The child, like every other individual, represents an effect of multifold causes: he is a product of heredity (biological product) and a product of society (social product). The characteristics of his ancestors, their maladies, their vices, their degeneration, live again in the result of the conception which has produced a new individual: and this individual, whether stronger or weaker, must pass through various obstacles in the course of his intrauterine life and his external life. The sufferings and the mistakes of his mother are reflected in him. The maladies which attack him may leave upon him permanent traces. Finally, the social environment receives the child at birth, either as a favoured son or as an unfortunate, and leads him through paths that certainly must influence his complex development.
All of the preceding and theoretic parts of this volume which took up each characteristic for separate consideration, have already explained all that it is necessary to know in order to interpret the characteristics present in a given individual, and the more or less remote causes which contributed to them.
We may now apply our acquired knowledge to individual study, by making investigations into the antecedents of the child and recording his biographic history. It forms a parallel to the clinical history which is recorded in medicine: and it leads to a diagnosis, or at least to a scientific judgment regarding the child.

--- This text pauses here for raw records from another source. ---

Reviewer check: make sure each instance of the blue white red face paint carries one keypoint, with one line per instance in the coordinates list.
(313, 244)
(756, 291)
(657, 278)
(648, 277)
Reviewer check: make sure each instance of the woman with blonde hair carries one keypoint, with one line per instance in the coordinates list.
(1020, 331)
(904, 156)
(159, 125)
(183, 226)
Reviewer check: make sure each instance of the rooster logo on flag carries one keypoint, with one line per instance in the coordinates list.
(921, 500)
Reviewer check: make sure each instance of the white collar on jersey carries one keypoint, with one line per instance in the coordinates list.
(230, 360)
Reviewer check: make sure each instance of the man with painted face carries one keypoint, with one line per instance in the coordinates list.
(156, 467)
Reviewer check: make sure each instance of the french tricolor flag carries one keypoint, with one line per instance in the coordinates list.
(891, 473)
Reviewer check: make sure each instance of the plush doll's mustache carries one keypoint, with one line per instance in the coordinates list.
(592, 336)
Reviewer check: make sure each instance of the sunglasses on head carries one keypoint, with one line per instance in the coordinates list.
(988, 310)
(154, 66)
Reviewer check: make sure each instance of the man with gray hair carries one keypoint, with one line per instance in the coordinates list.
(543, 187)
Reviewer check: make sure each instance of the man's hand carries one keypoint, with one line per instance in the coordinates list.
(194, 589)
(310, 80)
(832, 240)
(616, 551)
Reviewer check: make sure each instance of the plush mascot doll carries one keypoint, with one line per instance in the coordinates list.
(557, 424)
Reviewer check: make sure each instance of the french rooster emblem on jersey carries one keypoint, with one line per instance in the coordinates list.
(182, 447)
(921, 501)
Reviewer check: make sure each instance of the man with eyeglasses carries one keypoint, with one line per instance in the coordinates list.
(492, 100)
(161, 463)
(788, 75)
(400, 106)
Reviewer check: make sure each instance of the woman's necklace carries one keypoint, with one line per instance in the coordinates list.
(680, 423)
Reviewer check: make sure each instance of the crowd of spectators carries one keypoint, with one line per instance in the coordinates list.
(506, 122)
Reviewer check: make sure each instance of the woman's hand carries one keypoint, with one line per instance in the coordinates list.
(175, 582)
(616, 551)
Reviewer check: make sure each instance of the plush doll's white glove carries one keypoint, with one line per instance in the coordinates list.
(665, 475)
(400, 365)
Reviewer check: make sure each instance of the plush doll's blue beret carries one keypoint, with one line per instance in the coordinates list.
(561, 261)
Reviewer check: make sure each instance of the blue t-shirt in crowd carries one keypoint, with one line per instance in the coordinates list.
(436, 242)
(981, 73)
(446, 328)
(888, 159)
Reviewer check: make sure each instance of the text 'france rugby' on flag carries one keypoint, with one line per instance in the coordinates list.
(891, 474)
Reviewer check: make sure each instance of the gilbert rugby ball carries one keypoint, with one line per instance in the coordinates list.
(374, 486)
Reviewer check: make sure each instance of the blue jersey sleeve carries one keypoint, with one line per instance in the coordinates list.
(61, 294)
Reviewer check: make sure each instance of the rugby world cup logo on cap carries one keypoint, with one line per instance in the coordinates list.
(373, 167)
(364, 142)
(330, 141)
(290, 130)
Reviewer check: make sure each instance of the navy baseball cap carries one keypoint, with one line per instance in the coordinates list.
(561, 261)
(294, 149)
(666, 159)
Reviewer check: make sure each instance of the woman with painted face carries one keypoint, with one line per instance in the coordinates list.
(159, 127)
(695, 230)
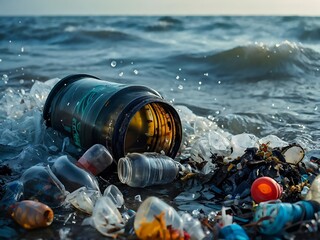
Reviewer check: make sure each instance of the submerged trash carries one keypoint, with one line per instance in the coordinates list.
(265, 189)
(157, 220)
(106, 218)
(83, 199)
(141, 170)
(72, 176)
(233, 232)
(121, 117)
(293, 154)
(96, 159)
(31, 214)
(314, 191)
(13, 193)
(273, 217)
(115, 195)
(39, 183)
(192, 226)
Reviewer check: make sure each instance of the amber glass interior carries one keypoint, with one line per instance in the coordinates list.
(151, 129)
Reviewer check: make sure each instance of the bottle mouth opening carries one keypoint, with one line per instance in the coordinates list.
(153, 128)
(124, 170)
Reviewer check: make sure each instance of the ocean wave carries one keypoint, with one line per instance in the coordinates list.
(165, 24)
(259, 61)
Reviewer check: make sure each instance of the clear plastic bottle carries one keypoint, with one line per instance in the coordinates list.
(314, 191)
(153, 208)
(141, 170)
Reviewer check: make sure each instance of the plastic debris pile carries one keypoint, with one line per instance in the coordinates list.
(228, 187)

Although this biographic part is eminently practical, certain principal points of research may be indicated for the purpose of guiding the student. But no one will ever make a successful study of medical pedagogy unless he will follow the practical lessons dedicated to the individual study of the scholar, and make a practice of personal observation. In the Pedagogical School of Rome, we provide subjects, taken from the elementary schools or from the Asylum School of De Sanctis for defective children. And we read their biographical history in regard to their antecedents, and then make an objective examination of them, frequently extending it to an examination of their sensibility and their psychic conditions and enquiring into their standard of scholarship. From these lessons based upon theory, profitable discussions often result; and they certainly are the most profitable lessons in the course.
A biographical history is essentially composed of three parts: the antecedents, which comprises an investigation of the facts antedating the individual in question; the objective examination, which studies the individual personally; and the diaries, i.e., the continued observation of the same individual who has already been studied in regard to himself and his antecedents.
The objective examination and the diaries cannot be considered solely in the light of anthropology, because they chiefly require the aid of psychology. But even anthropology makes an ample and important contribution, first, in the form of an objective morphological examination, the vast importance of which has already been shown; secondly, because it gives us a picture of the biologico-social personality which it is necessary to compare with the reactions of the subject in question, with his psychic manifestations, his degree of culture, etc.; and upon this comparison depends the chief importance of the individual study of the pupil.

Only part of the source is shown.